Other than that, you’re free and clear to make anything you like.

I had to jump in to point out that many / most commercially-available margarine have dairy ingredients, if only a bit of whey: http://www.kjsl.com/~beanmom/nomilk.html (interestingly, soy “cheese” does as well and frankly, I cannot imagine eating that stuff unless you needed to be dairy-free, either as a total vegan or one who is allergic / intolerant - both of which would preclude eating it anyway!).

Oh wait - I just remembered; Mori-Nu silken tofu has a number of recipes on its website for soy-based desserts - puddings etc. (we make a tofu pumpkin pie every year). They would be dairy-free so might be acceptable for your event.

I know next to nothing about kosher-ness, but would a simple apple (or other fruit) pie be good? Or something like baklava, which is basically phyllo dough, honey and nuts? Also, are eggs considered dairy or meat?

As a couple of us have already explained, this is not true.

A food that lacks meat and milk is pareve, neutral. It is not necessarily kosher. Kosher foods are made with certified kosher ingredients in a kosher kitchen with kosher utensils.

The two terms are not at all equivalent.

There are resources that list nondairy equivalent products. Here’s one. Despite the 2004 date, it’s still a pretty good guide and some sections have been more recently updated.
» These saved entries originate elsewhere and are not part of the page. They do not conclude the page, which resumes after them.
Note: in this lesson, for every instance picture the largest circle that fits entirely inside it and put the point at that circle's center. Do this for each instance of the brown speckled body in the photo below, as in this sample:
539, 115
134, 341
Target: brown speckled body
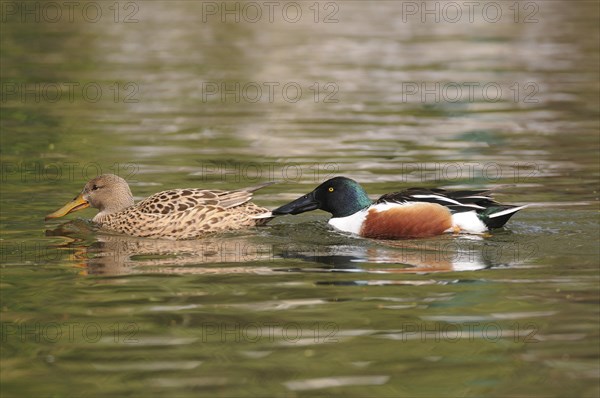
175, 214
185, 214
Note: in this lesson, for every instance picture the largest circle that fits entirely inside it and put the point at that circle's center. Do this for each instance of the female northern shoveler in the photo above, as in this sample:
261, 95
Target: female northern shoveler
174, 214
414, 213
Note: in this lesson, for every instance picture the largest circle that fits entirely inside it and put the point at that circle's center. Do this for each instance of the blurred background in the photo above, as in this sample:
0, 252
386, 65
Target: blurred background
227, 94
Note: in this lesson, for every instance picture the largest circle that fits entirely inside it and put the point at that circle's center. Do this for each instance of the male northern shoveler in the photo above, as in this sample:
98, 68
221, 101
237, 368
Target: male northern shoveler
414, 213
175, 214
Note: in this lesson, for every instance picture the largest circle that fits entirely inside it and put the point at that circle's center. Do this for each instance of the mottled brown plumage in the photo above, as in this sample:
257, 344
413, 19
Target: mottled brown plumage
175, 214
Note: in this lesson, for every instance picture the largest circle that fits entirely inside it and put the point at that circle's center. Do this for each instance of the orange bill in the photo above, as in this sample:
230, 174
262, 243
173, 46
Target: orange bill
75, 205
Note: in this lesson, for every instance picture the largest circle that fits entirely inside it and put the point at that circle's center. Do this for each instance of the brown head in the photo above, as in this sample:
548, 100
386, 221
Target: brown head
108, 193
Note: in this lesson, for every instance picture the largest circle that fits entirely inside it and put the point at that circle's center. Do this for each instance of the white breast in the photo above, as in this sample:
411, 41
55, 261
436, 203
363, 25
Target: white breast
352, 223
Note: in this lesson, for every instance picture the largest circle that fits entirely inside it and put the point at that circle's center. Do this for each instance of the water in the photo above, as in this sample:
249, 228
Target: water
294, 308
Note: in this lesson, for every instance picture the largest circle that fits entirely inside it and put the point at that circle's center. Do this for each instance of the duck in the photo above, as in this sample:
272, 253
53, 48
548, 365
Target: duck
412, 213
175, 214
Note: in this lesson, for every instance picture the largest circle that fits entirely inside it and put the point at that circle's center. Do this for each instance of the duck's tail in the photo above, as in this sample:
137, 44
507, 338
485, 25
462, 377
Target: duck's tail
497, 215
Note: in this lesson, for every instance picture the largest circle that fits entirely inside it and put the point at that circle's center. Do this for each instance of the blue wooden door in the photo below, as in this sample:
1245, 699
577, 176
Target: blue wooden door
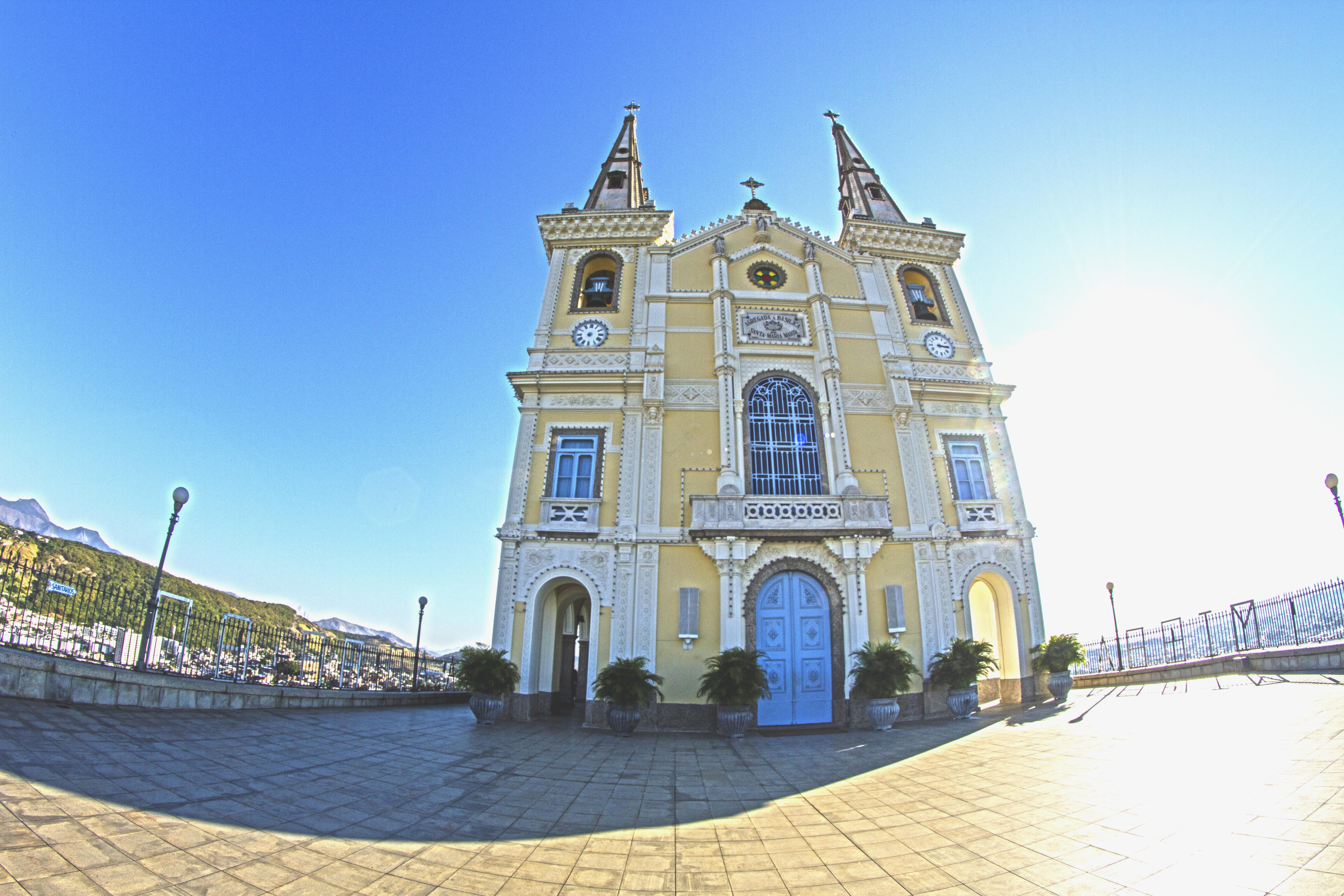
794, 629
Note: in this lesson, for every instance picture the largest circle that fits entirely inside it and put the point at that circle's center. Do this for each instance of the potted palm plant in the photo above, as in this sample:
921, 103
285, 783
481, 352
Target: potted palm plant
490, 676
734, 680
1057, 656
881, 672
959, 668
627, 686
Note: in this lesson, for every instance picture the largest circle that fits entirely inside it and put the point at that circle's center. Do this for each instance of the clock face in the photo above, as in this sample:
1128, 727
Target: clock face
589, 334
940, 345
767, 276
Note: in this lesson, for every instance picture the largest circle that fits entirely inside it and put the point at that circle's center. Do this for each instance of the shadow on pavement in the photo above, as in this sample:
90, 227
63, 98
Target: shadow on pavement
424, 773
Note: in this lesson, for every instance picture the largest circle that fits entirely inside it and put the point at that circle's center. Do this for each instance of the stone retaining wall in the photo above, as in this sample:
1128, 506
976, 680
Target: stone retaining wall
38, 678
1322, 657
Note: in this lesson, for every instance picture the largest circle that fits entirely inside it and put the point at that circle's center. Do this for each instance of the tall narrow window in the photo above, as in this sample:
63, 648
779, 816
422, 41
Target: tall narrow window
599, 289
783, 433
968, 471
922, 295
575, 463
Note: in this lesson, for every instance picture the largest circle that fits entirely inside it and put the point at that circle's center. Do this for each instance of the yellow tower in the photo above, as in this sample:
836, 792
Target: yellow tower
756, 436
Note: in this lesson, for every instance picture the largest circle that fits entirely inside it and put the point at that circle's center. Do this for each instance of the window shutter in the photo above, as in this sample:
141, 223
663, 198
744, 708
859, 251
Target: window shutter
689, 616
896, 609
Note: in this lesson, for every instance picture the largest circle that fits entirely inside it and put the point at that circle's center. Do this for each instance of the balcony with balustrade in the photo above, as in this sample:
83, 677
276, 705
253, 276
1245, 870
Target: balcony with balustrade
789, 516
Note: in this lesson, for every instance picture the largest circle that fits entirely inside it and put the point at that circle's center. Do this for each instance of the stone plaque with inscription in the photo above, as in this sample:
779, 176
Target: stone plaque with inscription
780, 328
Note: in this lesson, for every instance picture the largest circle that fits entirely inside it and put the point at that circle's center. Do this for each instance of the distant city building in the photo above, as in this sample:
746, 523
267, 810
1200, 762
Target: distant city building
756, 436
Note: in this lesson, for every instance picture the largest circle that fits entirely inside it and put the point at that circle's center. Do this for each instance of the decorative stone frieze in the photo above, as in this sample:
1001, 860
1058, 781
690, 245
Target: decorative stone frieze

GoDairyFree.org also has information and recipes that are obviously dairy free. And there are a million vegan recipe sites.

A fuit dessert containing no dairy is just about perfect. See Ginger’s yummy recipe above.

I thought phyllo dough contained dairy?

Eggs are considered pareve- neither meat nor dairy.

I know there’s some that doesn’t. Mr. Neville and I used to make chicken pot pie with it.

Yes, as long as you were sure the crust didn’t contain any lard. Some people do use lard in pie crusts. If you buy a pie crust, you’d have to check the ingredients carefully.

It wouldn’t be a particularly easy dessert to make, though…

Yeah, but if they asked him as a non-jew to bring a dessert to the pot luck, they’re gonna know he doesn’t have a kosher kitchen with two sets of kosher dishes and utensils. Really observant jews who were worried about that wouldn’t have invited a non-jew to bring anything, because they would know that it would be practically impossible for him to make a dessert at his house that they could eat. And they also wouldn’t go to a non-jewish house for dinner, they won’t go to most restaurants, when traveling they stick to packaged foods, and so on.

If he was invited to bring a dessert, I’d venture to guess that he’s OK as long as he doesn’t bring a bacon cheesecake or the equivalent.

If he really wants to be safe, if some really observant orthodox jews invited him, then his best bet is uncut fresh fruit untouched by any utensil or dish from his house, because all his knives, bowls, plates and spoons aren’t kosher and will contaminate the fruit, since everything in his kitchen can be presumed to have touched both meat and milk at some point, and even if it hasn’t there’s no way to be sure it hasn’t.